2014年12月20日、妖怪ウォッチは映画『妖怪ウォッチ 誕生の秘密だニャン!』が公開初日を迎え、舞台あいさつが行われました。
◆妖怪ウォッチ海外展開始動
舞台あいさつには、レギュラー声優陣やAKB48の島崎遥香、志村けんに加え、レベルファイブの代表取締役社長・日野晃博氏が登壇しました。
日野社長は壇上で「今後は世界中の子どもたちが勉強できるような仕掛けを作っていきたいなと思って、海外で展開するプランが出来上がっています。これから世界中で放送が始まります」と海外展開に対する意欲を語りました。
確かに日本でのブームの勢いを見れば、海外展開は当然のようにも思えますが、それにはどのような課題があるのでしょうか?
(舞台挨拶)
◆成功のカギを握る3つの課題とは?
1.妖怪のコンセプト
海外では「YO-KAI Watch」と表記し、ジバニャンは「JIBANYAN」ウィスパーは「WHISPER」のままですが、その他の妖怪は呼び名を変えて登場するようです。
そもそも、日本人ならば誰もが知っている民話から新しいイメージを作り出し、成功したキャラクターであるため、これが海外で通用するかはやってみなければ分かりません。
ただし、十数年前に「千と千尋の神隠し」が成功したように、日本色の濃い世界観が海外にも通用した例があります。
2.日本文化の理解
妖怪ウォッチは、日本の小学生を中心に学校や家庭が舞台となっているストーリーであり、サザエさんや金八先生のパロディなど、昭和の大衆文化が人気の一因となっています。
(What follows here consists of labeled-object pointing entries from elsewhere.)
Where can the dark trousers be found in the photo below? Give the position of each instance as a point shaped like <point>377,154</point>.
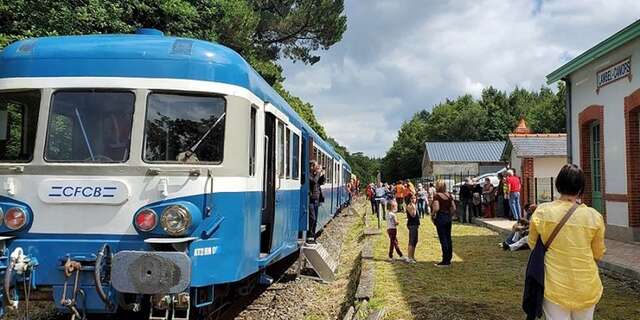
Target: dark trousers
<point>467,210</point>
<point>400,202</point>
<point>393,242</point>
<point>422,207</point>
<point>313,217</point>
<point>443,226</point>
<point>507,209</point>
<point>380,203</point>
<point>477,210</point>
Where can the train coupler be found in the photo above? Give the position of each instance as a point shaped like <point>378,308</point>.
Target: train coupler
<point>20,273</point>
<point>73,269</point>
<point>176,307</point>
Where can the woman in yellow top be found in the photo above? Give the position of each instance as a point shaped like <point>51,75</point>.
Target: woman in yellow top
<point>572,285</point>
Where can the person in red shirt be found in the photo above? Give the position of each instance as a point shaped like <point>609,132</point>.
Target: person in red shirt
<point>514,185</point>
<point>400,193</point>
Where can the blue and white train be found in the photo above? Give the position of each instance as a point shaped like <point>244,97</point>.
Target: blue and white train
<point>147,173</point>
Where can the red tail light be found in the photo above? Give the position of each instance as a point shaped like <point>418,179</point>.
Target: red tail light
<point>146,220</point>
<point>15,218</point>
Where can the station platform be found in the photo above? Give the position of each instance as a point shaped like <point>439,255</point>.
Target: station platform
<point>621,257</point>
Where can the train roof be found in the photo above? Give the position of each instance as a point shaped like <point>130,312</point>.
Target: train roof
<point>149,54</point>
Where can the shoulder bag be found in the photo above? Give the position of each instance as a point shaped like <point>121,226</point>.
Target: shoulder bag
<point>533,295</point>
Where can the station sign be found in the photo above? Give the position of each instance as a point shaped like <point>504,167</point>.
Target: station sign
<point>614,73</point>
<point>110,192</point>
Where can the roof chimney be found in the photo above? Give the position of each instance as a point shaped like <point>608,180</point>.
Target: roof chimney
<point>522,128</point>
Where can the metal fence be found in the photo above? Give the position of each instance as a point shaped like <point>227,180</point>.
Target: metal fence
<point>534,189</point>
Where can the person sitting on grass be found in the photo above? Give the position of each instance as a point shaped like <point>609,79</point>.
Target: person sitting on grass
<point>519,235</point>
<point>392,230</point>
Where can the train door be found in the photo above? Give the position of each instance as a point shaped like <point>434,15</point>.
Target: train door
<point>269,192</point>
<point>305,158</point>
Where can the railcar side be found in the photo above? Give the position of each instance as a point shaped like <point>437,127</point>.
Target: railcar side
<point>144,168</point>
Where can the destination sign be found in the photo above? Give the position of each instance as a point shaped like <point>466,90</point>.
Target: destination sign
<point>614,73</point>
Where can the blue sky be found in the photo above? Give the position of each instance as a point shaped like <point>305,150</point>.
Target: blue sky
<point>401,56</point>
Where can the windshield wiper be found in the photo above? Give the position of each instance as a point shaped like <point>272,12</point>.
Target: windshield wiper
<point>84,134</point>
<point>187,155</point>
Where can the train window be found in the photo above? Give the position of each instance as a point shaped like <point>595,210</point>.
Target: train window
<point>287,152</point>
<point>18,124</point>
<point>184,128</point>
<point>252,143</point>
<point>280,149</point>
<point>295,157</point>
<point>90,126</point>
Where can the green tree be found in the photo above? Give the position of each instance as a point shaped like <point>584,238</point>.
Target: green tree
<point>492,117</point>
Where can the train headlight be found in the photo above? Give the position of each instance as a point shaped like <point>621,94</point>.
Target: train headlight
<point>15,218</point>
<point>175,220</point>
<point>146,220</point>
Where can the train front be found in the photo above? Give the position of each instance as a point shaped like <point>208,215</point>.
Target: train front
<point>113,190</point>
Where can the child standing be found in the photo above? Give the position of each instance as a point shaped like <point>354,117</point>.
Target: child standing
<point>392,229</point>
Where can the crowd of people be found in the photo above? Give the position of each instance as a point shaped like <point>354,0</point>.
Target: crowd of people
<point>481,198</point>
<point>572,285</point>
<point>431,200</point>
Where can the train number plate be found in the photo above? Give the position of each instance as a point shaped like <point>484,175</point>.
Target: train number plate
<point>111,192</point>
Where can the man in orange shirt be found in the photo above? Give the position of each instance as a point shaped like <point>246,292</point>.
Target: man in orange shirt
<point>400,192</point>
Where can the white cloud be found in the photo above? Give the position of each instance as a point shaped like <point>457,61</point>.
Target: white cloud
<point>399,57</point>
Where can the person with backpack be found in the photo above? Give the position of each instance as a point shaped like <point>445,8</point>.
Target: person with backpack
<point>442,208</point>
<point>400,195</point>
<point>423,195</point>
<point>568,241</point>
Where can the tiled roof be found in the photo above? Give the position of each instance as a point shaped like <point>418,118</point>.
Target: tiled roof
<point>476,151</point>
<point>539,145</point>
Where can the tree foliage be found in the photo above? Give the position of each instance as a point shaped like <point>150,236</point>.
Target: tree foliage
<point>364,167</point>
<point>491,117</point>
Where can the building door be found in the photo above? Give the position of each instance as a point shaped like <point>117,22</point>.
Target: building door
<point>596,168</point>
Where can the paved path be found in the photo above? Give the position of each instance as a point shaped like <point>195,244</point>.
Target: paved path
<point>621,257</point>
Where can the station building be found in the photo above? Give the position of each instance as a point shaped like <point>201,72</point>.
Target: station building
<point>603,111</point>
<point>470,158</point>
<point>538,157</point>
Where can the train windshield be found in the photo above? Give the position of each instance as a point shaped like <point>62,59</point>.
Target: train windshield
<point>90,126</point>
<point>18,124</point>
<point>184,128</point>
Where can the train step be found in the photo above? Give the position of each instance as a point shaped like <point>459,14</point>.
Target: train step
<point>320,262</point>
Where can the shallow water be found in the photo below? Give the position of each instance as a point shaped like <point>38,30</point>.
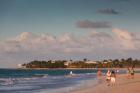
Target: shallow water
<point>43,81</point>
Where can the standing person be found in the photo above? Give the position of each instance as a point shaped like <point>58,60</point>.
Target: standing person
<point>132,72</point>
<point>113,77</point>
<point>99,74</point>
<point>128,73</point>
<point>108,74</point>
この点、子どもだけで世界中(?)を冒険するポケモンや宇宙レベルで強くなっていくドラゴンボールと比べ、海外の人には分かりにくい印象は否めません。
このような疑問に対し日野社長は、「日本人にしかわからない日本語特有のギャグは一部変更する可能性はあるが、昭和レトロのギャグも雰囲気で笑ってもらえる」と語っています。
スポンサードリンク
3.訴訟リスク
ゲーム・アニメにとどまらず、企業が海外進出する際に立ちはだかる壁に訴訟リスクがあります。
ポケモンでは超能力者「ユリ・ゲラー」をもじった「ユンゲラー」というポケモンがいましたが、本物のユリ・ゲラーから訴訟を起こされ、現在ではユンゲラーはあまり登場しないようです。
妖怪ウォッチはパロディが売りの作品ですが、仮に海外のコンテンツを拝借しようものなら、著作権や肖像権などで次々と訴えられる恐れがあります。
(日野社長)
◆まとめ
このような課題はあるものの、妖怪ウォッチの日本におけるクロスメディア戦略は周到であり、海外進出に対しても相当の作戦を練り上げてくると思われます。
アメリカのウォールストリートジャーナル紙は、「海外進出はリスクが高いものの、ポケモンの根強い人気を考えても、同様のタイトルが欧米で人気を得る可能性はある」と予想しています。
数か月後、数年後には世界中の子どもたちが妖怪ウォッチに親しみ、それと同時に日本文化にも親しんでくれるようになると嬉しいですね!